If you could travel back in time and attend any scientific discovery or experiment in history, which one would it be, and why?  I think that I may step outside of the main stream of thinking here, so I am not choosing Newton and his apple, or Fleming and Florey and penicillin, but going back to my background in geology.  One big science concept is that of deep time, and that includes geological time and how it is understood and recorded.  So I would like to go back to its development.  I recently took my young grandchildren on a fossil hunt to Mannum, and where Popsy showed them where to find some marine fossils from the Murray Basin, echinoids, molluscs and brachiopods that are around 25 million years old, and which come from a time when all this was all covered by the ocean.  Back in my high school years I was very fortunate to be given access to our local operating underground coal mine to collect Jurassic plant (fern) fossils from the mudstone that lay below the coal seam, at the age of 16!!  The age of dinosaurs, around 150 million years old!  So my topic of wonder is the understanding of geological time, and the development of stratigraphy and the time scale.  Here in South Australia our rock record has many large gaps (not uncommon anywhere), but we do host some unique features.  The jewel is the Ediacaran Period, the latest geological period to be defined, and the only one defined outside of Europe and North America.  The type section is in the Flinders Ranges, and with the “Golden Spike” defining the start of the sequence in Brachina Gorge. 

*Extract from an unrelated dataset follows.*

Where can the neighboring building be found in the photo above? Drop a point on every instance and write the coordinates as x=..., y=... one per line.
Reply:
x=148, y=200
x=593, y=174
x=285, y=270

So my chosen discovery is about the science of stratigraphy and the understanding of geological time.  My hero here is William Smith (1769- 1839).  Smith was an engineer helping to build canals in England and Wales, and who in this work, uncovered many sedimentary layers and the different fossils that they contained.  In making scientific sense of this he developed two laws that underpin the geological science of stratigraphy.  The first law is that of superposition, that is, that in a sequence of strata, the older layers lie below and the newer layers lie above.  His second law is that sedimentary strata are defined by the fossils that they contain.  So strata of the same age should contain similar fossils.  This work led to the construction of the geological time scale, to geological maps, and to an understanding of the relative ages of the rock units.  

So if I could travel back in time I  would like to have been with William Smith and studying the fossils that emerged as he dug his canals.          

If you were to sum up your teaching philosophy in one sentence, what would it be?  How many goes do I have here?  Student centred, hands on, inquiry based, step outside of the four walls, repeat!